While she has been highly critical of the Russian government, she nevertheless joined the Human Rights Council under the Russian President in 2002, using her membership in this body to bring cases of human rights violations directly to the attention of the president and to advocate for better laws on refugees and migrants. In 2015, her organization Civic Assistance Committee was labelled a “foreign agent” and closed down in Russia, similarly to Memorial Society. There have been several (and finally successful) attempts to remove her organization from the premises it used in the centre of Moscow, where refugees and migrants could find legal and psychological help and also humanitarian aid, warm clothes and shoes. She and her colleagues set up a group of volunteers, who organised Russian language classes for refugees, entertainment for refugee children and lobbied for children of migrants and refugees to be able to go to school.
The lawyers of the Committee helped thousands of refugees and migrants to defend their rights in front of Russian courts as well as at the European Court of Human Rights. Svetlana Gannushkina also lobbied for the protection of Chechen asylum seekers in European countries, providing background information on the risks, Chechen refugees might face, if returned to Russia. Svetlana Gannushkina demonstrated against human rights violations during the armed conflict in Chechnya and in March this year against Russia’s war in Ukraine. On her 80th birthday, she was detained on the Red Square for her protesting against the war and was later tried.
ABOUT THE AWARD
Friday, 7th October 2022 marks the 16th anniversary of the murder of Anna Politkovskaya, the campaigning Russian journalist and outspoken government critic, who exposed the brutal treatment of civilians in Chechnya, at the hands of both the Russian forces and the Moscow-supported Chechen officials. Despite an on-going investigation into her murder, those who ordered her murder have still not been brought to justice 16 years on. The impunity continues.

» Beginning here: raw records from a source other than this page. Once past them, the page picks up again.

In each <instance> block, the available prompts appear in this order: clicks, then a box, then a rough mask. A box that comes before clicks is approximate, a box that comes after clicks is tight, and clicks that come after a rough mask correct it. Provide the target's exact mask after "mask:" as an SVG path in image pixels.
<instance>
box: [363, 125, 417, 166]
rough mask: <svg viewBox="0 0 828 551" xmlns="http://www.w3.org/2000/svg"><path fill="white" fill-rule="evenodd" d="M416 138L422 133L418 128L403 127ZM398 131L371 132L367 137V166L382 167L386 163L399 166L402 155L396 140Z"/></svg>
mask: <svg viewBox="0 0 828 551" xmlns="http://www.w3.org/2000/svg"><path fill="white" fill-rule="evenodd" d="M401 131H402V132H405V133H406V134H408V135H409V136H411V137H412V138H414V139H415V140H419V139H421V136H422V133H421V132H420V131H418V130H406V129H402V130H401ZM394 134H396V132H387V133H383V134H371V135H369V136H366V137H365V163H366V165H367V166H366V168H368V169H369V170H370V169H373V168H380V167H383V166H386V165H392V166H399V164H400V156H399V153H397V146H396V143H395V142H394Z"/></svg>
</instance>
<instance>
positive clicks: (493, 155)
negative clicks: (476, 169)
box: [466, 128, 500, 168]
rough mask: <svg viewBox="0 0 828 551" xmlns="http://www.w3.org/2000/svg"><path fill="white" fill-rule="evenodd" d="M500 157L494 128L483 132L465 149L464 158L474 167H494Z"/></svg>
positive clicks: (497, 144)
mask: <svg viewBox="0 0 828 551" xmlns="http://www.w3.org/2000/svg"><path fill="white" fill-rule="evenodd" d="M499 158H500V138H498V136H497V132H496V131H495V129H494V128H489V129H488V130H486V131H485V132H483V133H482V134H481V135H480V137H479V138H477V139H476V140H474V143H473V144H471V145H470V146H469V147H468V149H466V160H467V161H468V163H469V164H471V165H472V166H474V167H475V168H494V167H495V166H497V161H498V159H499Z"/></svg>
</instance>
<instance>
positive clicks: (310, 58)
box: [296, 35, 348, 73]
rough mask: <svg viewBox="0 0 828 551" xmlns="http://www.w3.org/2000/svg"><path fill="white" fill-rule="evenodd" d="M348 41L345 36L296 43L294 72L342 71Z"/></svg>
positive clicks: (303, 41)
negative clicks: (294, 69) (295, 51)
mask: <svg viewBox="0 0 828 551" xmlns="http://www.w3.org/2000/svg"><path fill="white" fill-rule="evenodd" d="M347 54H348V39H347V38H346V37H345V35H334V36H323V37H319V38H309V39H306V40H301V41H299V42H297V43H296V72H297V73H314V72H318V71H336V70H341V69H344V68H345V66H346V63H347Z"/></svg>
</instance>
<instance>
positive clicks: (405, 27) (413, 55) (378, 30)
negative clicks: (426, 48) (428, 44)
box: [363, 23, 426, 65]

To mark the anniversary of Anna Politkovskaya’s murder and to honour Anna, and other women like her in the world, RAW in WAR (Reach All Women in WAR) annually presents the Anna Politkovskaya Award to a woman human rights defender from a conflict zone in the world who, like Anna, stands up for the victims, often at great personal risk.
The war in Ukraine would have certainly had its own terrifying meaning for Anna, if she were alive today. Anna Politkovskaya was half-Russian and half-Ukrainian herself. On the Ukrainian side, she and her sister, Elena, descended from the family of the famous Ukrainian ruler and national hero of the struggle for Ukrainian independence from Poland and Russia in the 18th century, Ivan Mazepa. If Anna were alive today, Russia’s invasion and the war in Ukraine, would have been especially painful for her personally. But no doubt, she would have probably been there – reporting from the rubble of Mariupol, under the shelling and bombardments, about the plight of the civilians, or standing up on Red Square in Moscow to demand an end to the war and the release of all prisoners of conscience in Russia.